“Canção de Ninar”: Teatro para ninguém dormir

A peça da companhia juiz-forana T.O.C. resgata o momento atual para recontar o passado, e vice-versa


Por Carime Elmor

19/04/2018 às 07h00- Atualizada 22/04/2018 às 23h53

T.O.C. apresenta nova temporada de “Canção de Ninar (ou Faça o que tem que fazer)” Foto: Carlos Júnior/Divulgação

Parece que enquanto Táscia Souza escrevia “Canção de Ninar (ou Faça o que tem que fazer)”, peça do T.O.C. Teatro Obsessivo Compulsivo, ela antecipava o futuro, ou vivia tão firme o presente em que estava inserida que já sentia desde 2014 o impacto dos caminhos da política e de todos os discursos que nos fazem enxergar o mundo caminhando para trás.

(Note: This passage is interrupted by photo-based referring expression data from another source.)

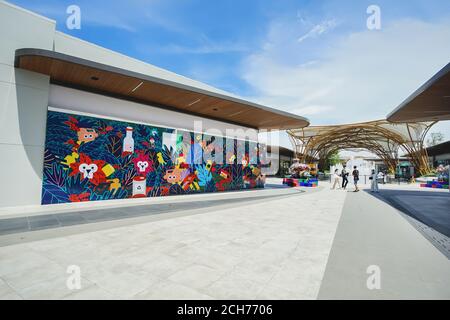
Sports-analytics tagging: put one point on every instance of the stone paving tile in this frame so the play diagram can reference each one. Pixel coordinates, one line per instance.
(43, 222)
(70, 219)
(226, 253)
(14, 225)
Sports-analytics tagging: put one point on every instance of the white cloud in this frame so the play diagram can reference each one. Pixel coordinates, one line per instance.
(319, 29)
(359, 76)
(204, 48)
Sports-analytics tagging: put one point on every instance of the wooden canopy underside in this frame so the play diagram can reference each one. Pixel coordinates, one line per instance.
(380, 137)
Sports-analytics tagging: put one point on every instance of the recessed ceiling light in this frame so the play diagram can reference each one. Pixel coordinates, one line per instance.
(194, 102)
(137, 87)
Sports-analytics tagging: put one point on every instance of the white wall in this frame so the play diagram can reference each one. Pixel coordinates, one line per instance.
(23, 107)
(24, 100)
(112, 108)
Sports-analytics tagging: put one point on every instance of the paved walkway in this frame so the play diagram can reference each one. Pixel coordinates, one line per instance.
(371, 232)
(273, 248)
(275, 244)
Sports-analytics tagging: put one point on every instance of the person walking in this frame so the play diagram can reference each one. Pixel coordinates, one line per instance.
(374, 182)
(355, 175)
(344, 175)
(337, 180)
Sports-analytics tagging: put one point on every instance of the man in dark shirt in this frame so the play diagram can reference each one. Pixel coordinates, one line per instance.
(355, 175)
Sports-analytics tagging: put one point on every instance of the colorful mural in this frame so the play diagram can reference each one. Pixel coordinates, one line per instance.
(90, 159)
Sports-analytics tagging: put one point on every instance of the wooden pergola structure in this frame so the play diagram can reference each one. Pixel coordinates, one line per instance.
(381, 137)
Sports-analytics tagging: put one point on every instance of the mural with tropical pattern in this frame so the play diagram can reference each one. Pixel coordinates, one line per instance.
(89, 159)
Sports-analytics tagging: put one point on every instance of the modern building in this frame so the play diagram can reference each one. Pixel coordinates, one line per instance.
(82, 123)
(439, 154)
(283, 157)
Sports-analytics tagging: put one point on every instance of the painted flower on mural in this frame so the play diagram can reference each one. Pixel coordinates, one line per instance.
(143, 163)
(94, 170)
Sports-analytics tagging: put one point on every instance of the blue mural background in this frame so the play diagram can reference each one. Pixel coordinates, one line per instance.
(89, 159)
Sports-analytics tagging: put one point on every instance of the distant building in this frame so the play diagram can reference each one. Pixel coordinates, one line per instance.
(439, 154)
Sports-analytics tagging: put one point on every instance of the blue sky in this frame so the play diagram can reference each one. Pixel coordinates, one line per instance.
(314, 58)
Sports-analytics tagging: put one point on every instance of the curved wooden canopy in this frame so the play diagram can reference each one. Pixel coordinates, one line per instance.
(380, 137)
(95, 77)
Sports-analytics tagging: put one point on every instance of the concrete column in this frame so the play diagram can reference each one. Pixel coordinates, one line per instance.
(23, 107)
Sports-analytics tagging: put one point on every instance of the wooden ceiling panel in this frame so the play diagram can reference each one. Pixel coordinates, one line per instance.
(91, 76)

Marcos Araújo, ator da peça e repórter da Tribuna, conta que quando foi assistir, no ano passado, ao longo da programação do ATO, ao espetáculo “Se eu fosse Iracema”, ele sentiu-se instigado a sugerir ao T.O.C. que retomasse “Canção de Ninar”. “Fiquei pensando que uma companhia daqui de Juiz de Fora já tinha uma montagem com discurso tão atual e crítico quanto ‘Se eu fosse Iracema’, protagonizada pela Adassa Martins, só que estava guardada, sem ser encenada, e propus a Táscia de voltarmos com uma nova temporada.” “Canção de Ninar” volta neste fim de semana, entre os dias 20 e 22 de abril, às 20h, no espaço OAndarDeBaixo.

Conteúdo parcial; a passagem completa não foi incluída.